Pope: adoration 'most important point' of faith communities

Pope Francis rides through St Peters Square on March 19 2013 before his Papal Inauguration Mass Credit Jeffrey Bruno CNA 2 CNA 3 19 13 Pope Francis rides through St. Peter's Square on March 19, 2013 before his Papal Inauguration Mass. | Jeffrey Bruno/CNA.

In his daily Mass homily Pope Francis reflected on the many reasons that we gather together to pray, noting that of all of these, the praise and worship of God should take priority over everything else.

"Above all to worship, in the temple they worship the Lord. And this is the most important point," the Pope emphasized in his Nov. 22 daily homily.

Pope Francis directed his reflections to those present in the Saint Martha guesthouse of the Vatican, where he has chosen to reside.

Centering his homily on the day's first reading from the first book of Maccabees in which the ancient Jewish temple in Jerusalem was being re-built, the Pope highlighted how "The temple is the place where the community goes to pray, to praise the Lord, to render thanks, but above all to worship."

This idea, continued the pontiff, also "applies to the liturgical ceremony," asking those in attendance "in this liturgical ceremony, what is most important?"

"The songs, the rites," he pressed, observing that all of these things are beautiful, but that "More important is the adoration: the whole community unites to see the altar where the sacrifice is celebrated and adored."

Turning his attention to the fact that not everyone holds this worship as a first priority, the Pope voiced that "I believe – I say this humbly – that maybe we Christians have lost a little the sense of adoration."

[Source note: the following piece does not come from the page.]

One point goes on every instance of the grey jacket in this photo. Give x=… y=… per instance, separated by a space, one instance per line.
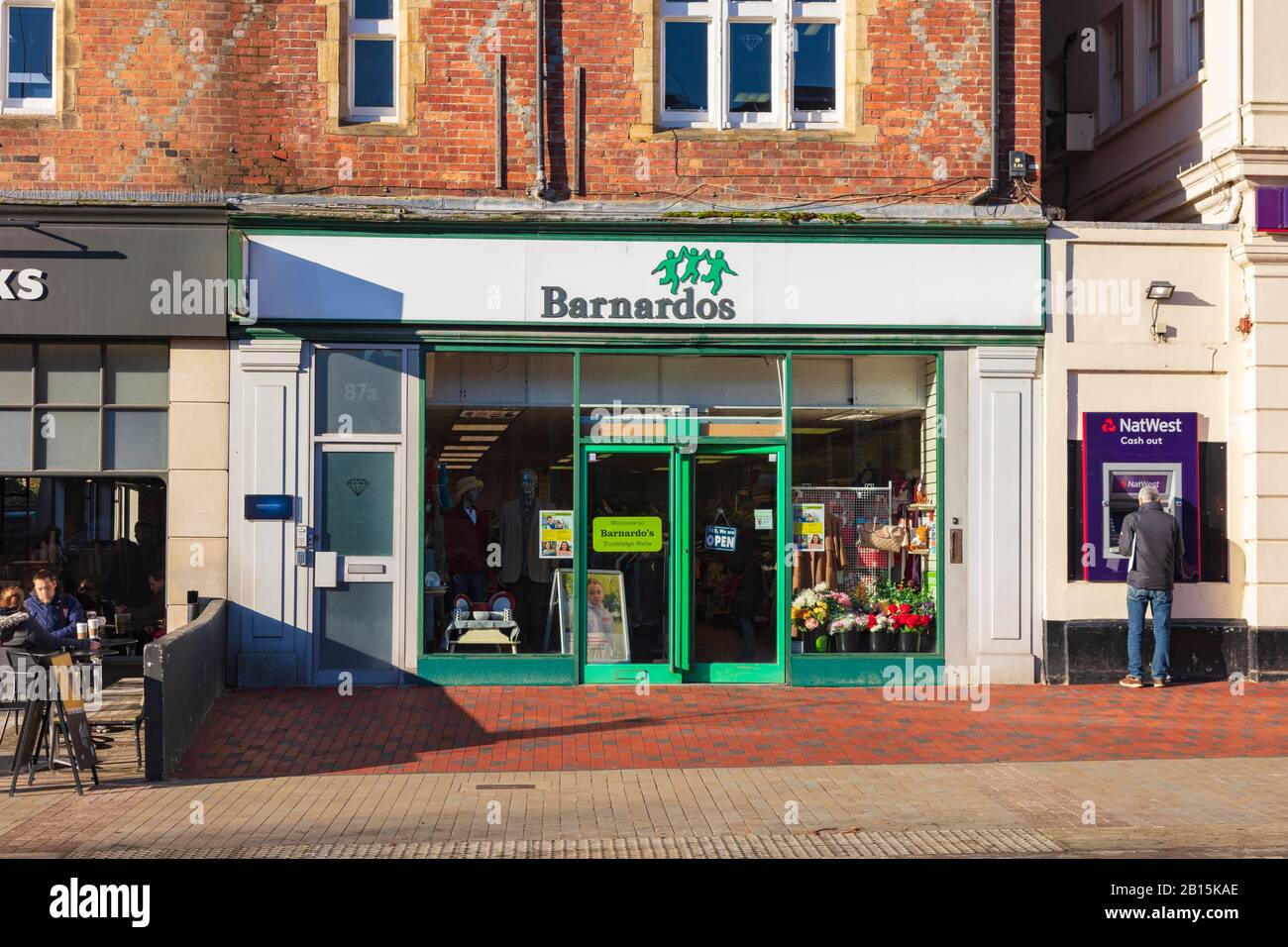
x=1159 y=547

"We think: we go to the temple, we come together as brothers – that is good, it's beautiful! – but the center is where God is. And we adore God."

Recalling how Jesus in the Gospel chased away those who were doing business inside of the temple, Pope Francis asked if our churches and liturgical ceremonies today really allow us to worship and adore God.

Referring to how Saint Paul speaks of our bodies as "temples of the Holy Spirit," the pontiff affirmed that "I am a temple. The Spirit of God is in me. And he also tells us: 'Do not grieve the Spirit of the Lord that is inside of you!'"

"Maybe we can't speak of adoration like before," he noted, but we can speak "of a kind of adoration that is the heart."

It is the heart "that seeks the spirit of the Lord…within himself and that knows God is inside of him, and the Holy Spirit is inside of him. Listens to him and follows him."

To follow the Lord faithfully, noted the pontiff, requires a continuous purification, because we are sinners, adding that we do this through prayers, penance, and the Sacraments, particularly those of Reconciliation and the Eucharist.

The Pope concluded his homily by explaining that when the Apostle Paul speaks of the "glory of the temple, he speaks of this: all of the community in adoration, in prayer, in thanksgiving, in praise."

"I pray with the Lord, who is inside of me because I am a 'temple,'" he explained, "I listen, I am available."

"May the Lord grant us this true meaning of the temple, to be able to go forward in our lives of adoration and of listening to the Word of God."